Chukes and other advocates gathered today for a news conference in front of a vacant house symbolizing a place where victims of domestic violence live behind closed doors. Advocates said the $20.4 million cut includes a loss of more than $800,000 in funding from four Silicon Valley nonprofit organizations that offer support to victims and their children and could leave victims vulnerable to injury and death.

San Jose Police Chief Rob Davis was present to decry the planned cuts, saying there were 5,000 domestic violence-related cases sent to the Santa Clara County District Attorney’s Office for prosecution last year. Three of those cases were homicides related to domestic violence.

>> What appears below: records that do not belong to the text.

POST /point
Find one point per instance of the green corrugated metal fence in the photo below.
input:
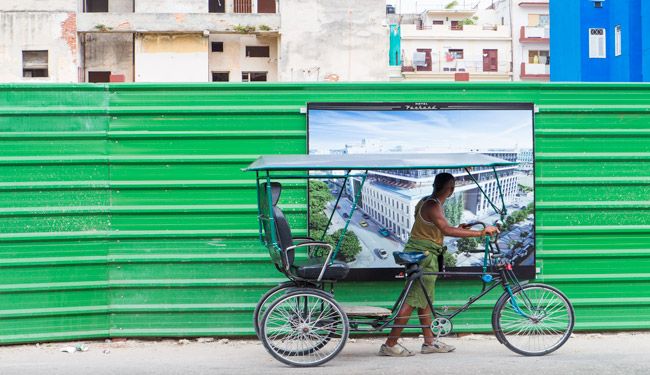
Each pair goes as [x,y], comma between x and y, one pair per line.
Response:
[123,210]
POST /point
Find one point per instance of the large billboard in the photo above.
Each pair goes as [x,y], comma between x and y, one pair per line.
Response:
[385,213]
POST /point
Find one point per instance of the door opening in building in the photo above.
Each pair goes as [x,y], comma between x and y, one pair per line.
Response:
[99,77]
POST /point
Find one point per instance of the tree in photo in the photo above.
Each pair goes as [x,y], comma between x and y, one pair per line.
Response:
[454,209]
[467,244]
[319,195]
[449,259]
[350,248]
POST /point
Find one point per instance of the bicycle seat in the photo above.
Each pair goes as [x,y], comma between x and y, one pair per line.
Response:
[403,258]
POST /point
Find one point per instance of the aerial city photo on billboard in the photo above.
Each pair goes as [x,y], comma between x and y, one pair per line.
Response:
[384,216]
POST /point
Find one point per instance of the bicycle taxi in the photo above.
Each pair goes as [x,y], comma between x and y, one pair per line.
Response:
[301,324]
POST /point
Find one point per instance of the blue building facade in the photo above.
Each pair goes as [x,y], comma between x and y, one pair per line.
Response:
[600,41]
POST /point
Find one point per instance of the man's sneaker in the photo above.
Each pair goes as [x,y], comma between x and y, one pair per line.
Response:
[436,347]
[395,351]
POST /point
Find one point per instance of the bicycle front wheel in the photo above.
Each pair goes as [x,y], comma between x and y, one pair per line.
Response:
[536,320]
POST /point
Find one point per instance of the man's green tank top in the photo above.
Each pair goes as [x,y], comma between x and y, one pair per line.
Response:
[425,230]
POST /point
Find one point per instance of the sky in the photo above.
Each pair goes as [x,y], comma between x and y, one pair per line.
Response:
[409,6]
[422,131]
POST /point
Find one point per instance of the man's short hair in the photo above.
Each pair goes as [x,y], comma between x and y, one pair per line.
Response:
[441,181]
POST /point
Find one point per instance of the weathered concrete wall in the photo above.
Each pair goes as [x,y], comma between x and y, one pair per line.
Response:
[109,52]
[120,6]
[337,38]
[52,31]
[174,22]
[233,58]
[171,58]
[171,6]
[39,5]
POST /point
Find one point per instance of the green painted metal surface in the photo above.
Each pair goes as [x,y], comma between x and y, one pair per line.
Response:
[124,211]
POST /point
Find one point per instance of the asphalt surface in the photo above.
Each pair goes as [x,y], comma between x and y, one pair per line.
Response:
[618,353]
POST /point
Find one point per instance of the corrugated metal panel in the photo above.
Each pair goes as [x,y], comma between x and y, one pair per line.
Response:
[124,211]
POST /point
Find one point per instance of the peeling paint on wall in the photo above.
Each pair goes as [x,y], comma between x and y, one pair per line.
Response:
[178,43]
[69,32]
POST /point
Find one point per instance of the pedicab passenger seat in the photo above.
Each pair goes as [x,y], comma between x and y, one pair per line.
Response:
[404,258]
[309,269]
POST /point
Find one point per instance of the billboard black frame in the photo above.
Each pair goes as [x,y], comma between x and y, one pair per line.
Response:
[528,272]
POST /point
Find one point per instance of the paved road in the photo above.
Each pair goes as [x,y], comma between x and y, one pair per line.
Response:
[589,354]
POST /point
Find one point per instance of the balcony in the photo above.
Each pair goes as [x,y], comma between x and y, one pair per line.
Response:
[535,71]
[533,4]
[476,32]
[534,34]
[268,23]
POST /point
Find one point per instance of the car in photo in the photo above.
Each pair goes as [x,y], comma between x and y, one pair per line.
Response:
[381,253]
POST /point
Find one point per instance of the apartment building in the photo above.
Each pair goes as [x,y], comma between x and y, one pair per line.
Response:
[456,42]
[191,40]
[531,40]
[506,41]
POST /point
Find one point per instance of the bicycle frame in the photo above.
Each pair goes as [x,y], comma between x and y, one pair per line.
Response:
[414,275]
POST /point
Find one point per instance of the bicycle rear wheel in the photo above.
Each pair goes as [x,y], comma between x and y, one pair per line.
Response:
[266,301]
[304,328]
[536,320]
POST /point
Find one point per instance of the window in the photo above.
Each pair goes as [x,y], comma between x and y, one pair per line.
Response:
[617,41]
[217,46]
[97,77]
[216,6]
[266,6]
[456,53]
[257,51]
[538,20]
[456,25]
[253,76]
[220,76]
[539,57]
[96,6]
[597,44]
[35,64]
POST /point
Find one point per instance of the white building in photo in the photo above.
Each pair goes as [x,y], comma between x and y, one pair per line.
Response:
[390,197]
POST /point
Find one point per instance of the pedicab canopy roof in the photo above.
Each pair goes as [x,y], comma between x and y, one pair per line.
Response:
[374,161]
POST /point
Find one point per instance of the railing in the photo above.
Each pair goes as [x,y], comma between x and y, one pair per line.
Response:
[534,32]
[243,6]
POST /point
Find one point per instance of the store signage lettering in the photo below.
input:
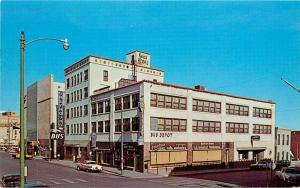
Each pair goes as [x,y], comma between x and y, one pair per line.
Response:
[207,145]
[57,136]
[60,111]
[161,135]
[168,146]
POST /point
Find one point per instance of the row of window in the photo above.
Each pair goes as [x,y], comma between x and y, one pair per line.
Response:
[126,102]
[283,141]
[166,101]
[100,107]
[77,79]
[75,129]
[77,95]
[206,106]
[77,112]
[215,126]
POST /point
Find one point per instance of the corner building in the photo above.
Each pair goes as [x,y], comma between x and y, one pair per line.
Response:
[166,125]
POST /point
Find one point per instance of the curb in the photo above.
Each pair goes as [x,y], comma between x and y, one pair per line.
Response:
[209,172]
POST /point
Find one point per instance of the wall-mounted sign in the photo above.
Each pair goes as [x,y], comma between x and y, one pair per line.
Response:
[255,137]
[57,136]
[60,110]
[168,146]
[206,145]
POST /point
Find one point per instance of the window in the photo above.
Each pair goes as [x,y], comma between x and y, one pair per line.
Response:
[86,94]
[85,113]
[135,124]
[206,126]
[68,115]
[100,107]
[237,127]
[239,110]
[107,105]
[170,124]
[68,98]
[118,125]
[86,75]
[166,101]
[206,106]
[100,126]
[68,83]
[94,127]
[105,75]
[126,102]
[126,124]
[107,126]
[85,128]
[94,109]
[262,113]
[135,100]
[118,104]
[261,129]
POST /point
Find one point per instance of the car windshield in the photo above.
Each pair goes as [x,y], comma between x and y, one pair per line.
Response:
[292,171]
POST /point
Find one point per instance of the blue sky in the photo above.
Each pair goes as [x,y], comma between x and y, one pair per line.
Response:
[239,48]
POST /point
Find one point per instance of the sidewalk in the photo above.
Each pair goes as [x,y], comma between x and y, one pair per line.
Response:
[114,171]
[210,171]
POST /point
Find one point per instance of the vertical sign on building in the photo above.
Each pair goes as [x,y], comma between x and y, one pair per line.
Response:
[60,111]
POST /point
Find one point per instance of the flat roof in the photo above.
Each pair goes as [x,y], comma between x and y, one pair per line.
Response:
[187,88]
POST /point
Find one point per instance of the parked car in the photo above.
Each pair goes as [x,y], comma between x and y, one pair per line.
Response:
[289,176]
[17,156]
[261,165]
[89,166]
[282,163]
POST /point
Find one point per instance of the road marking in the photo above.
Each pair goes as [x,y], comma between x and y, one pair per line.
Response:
[55,182]
[82,180]
[69,181]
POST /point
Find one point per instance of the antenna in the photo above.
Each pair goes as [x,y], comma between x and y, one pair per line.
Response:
[291,85]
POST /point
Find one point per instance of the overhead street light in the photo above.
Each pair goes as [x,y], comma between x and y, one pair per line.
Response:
[23,45]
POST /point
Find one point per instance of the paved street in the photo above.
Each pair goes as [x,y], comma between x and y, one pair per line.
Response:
[249,178]
[59,176]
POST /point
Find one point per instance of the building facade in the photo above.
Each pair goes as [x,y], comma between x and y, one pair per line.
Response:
[90,74]
[282,144]
[9,129]
[295,144]
[44,100]
[164,125]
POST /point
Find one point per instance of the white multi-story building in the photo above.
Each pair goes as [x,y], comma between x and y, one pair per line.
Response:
[166,125]
[282,144]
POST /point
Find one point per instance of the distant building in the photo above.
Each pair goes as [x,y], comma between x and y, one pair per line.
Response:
[282,144]
[9,129]
[296,144]
[42,100]
[164,125]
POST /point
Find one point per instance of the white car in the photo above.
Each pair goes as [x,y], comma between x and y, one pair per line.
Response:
[289,176]
[89,166]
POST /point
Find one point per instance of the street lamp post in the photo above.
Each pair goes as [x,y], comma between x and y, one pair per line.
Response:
[23,44]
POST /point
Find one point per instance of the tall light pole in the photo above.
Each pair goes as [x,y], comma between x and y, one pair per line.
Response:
[23,44]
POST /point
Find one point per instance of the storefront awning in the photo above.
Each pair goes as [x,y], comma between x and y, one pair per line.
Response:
[251,148]
[76,143]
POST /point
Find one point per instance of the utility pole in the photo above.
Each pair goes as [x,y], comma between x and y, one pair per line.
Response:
[122,138]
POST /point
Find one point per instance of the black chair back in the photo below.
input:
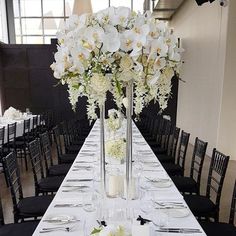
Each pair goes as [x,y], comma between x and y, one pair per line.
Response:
[11,134]
[173,142]
[13,176]
[1,214]
[36,162]
[26,130]
[218,167]
[65,133]
[56,134]
[46,149]
[183,146]
[198,157]
[2,137]
[233,206]
[166,135]
[35,122]
[160,131]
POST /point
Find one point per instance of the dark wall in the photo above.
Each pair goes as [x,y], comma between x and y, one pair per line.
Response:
[26,80]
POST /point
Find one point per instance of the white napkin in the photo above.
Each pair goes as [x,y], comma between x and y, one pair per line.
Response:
[12,113]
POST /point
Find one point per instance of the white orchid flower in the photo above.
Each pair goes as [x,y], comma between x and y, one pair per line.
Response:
[138,44]
[152,80]
[127,39]
[104,17]
[159,63]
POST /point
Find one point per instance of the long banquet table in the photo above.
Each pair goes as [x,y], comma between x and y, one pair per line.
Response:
[71,199]
[19,125]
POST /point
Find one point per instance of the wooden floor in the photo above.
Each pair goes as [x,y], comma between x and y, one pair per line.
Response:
[28,187]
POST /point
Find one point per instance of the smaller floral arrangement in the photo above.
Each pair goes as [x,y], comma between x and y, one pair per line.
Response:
[114,120]
[115,148]
[110,230]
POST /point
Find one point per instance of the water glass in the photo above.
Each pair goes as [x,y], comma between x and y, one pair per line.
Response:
[90,202]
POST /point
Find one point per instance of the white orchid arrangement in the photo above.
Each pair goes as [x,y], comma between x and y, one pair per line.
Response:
[114,120]
[111,230]
[104,51]
[116,148]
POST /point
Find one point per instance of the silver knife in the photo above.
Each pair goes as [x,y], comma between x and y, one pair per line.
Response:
[78,180]
[171,207]
[68,205]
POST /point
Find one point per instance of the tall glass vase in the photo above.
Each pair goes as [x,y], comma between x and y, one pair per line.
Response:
[129,113]
[102,150]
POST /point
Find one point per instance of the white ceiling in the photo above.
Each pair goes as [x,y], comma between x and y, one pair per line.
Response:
[164,9]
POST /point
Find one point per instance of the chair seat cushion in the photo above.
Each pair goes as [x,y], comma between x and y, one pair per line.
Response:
[79,142]
[165,158]
[59,169]
[153,143]
[50,184]
[214,229]
[185,184]
[159,150]
[22,229]
[34,206]
[67,158]
[18,144]
[73,149]
[172,169]
[150,139]
[200,206]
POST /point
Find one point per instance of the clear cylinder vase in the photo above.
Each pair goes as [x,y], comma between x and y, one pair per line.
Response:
[102,150]
[129,113]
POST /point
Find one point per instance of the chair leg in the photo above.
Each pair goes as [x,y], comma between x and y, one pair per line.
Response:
[25,157]
[7,183]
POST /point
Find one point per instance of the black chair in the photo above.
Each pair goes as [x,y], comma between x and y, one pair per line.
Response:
[21,142]
[3,151]
[213,228]
[172,147]
[25,228]
[192,184]
[68,139]
[11,137]
[178,169]
[159,134]
[63,157]
[151,136]
[163,149]
[43,184]
[28,207]
[51,170]
[204,207]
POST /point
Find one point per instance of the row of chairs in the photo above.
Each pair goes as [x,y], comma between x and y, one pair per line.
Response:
[163,137]
[47,175]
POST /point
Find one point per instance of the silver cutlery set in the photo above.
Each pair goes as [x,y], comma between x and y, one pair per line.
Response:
[179,230]
[83,188]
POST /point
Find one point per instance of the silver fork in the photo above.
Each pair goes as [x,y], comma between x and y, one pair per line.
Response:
[59,228]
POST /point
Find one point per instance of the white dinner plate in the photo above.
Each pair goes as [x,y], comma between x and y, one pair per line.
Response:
[161,184]
[178,213]
[60,219]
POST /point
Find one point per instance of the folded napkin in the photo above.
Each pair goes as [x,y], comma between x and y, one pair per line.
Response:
[143,220]
[12,113]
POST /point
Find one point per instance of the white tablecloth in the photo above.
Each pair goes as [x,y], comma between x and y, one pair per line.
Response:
[19,125]
[164,194]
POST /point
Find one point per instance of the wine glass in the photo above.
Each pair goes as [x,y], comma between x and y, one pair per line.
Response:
[90,202]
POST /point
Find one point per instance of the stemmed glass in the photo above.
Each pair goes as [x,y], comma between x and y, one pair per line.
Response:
[90,202]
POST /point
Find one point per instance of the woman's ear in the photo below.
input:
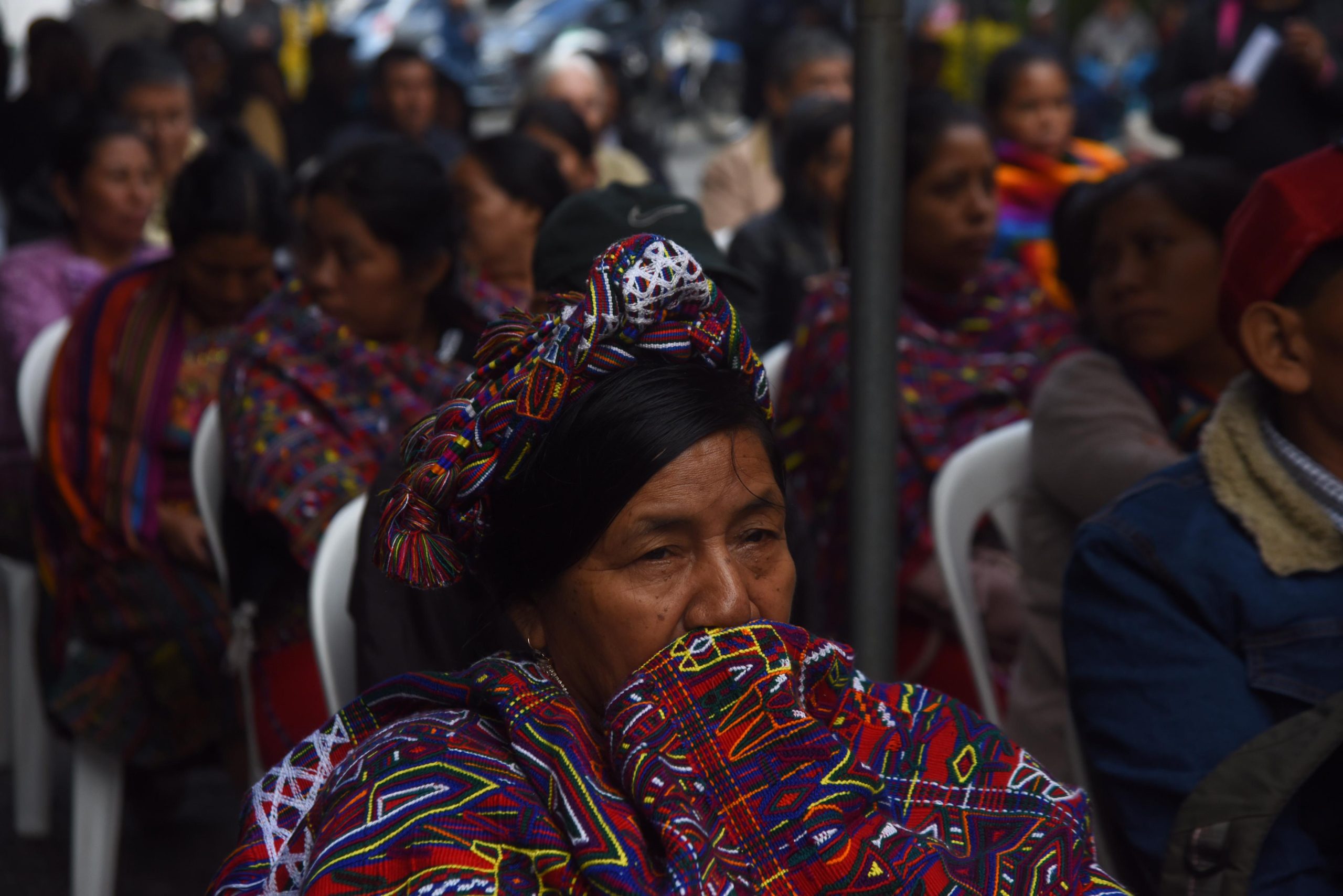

“This cut is a public safety cut,” Davis said. “When we know what to do, it just doesn’t make sense not to prevent it.”

State Sen. Leland Yee, D-San Francisco/San Mateo, announced on Tuesday that he will introduce legislation to save the Domestic Violence Program with money from the state’s victim compensation fund so that local agencies can continue to offer emergency shelters, around-the-clock crisis hotlines, legal assistance with restraining orders and other support services that protect victims.

“Every penny we find is another life saved, another family that will stay together,” Yee said.

The allocation would help alleviate the loss of $20.4 million in funding that goes to 94 domestic violence shelters and centers throughout the state.

The cut will eliminate about $817,862 in funding to the Asian Americans for Community Involvement in San Jose, Community Solutions in South Santa Clara County, Next Door Solutions to Domestic Violence in San Jose and Support Network for Battered Women in Sunnyvale.

A spokesman with the governor’s office said the budget cut was a necessary move to balance the budget reserve.

“The veto is not based on the value of the services that this and other programs that were vetoed provide,” Schwarzenegger spokesman H.D. Palmer said.

Schwarzenegger had to resort to line-item budget veto, Palmer said, to keep a minimum of $500 million in the budget reserve after the assembly approved and passed down an unbalanced budget that did not take into account measures totaling $1.1 billion.

“The governor had to face the hand that he was dealt,” Palmer said.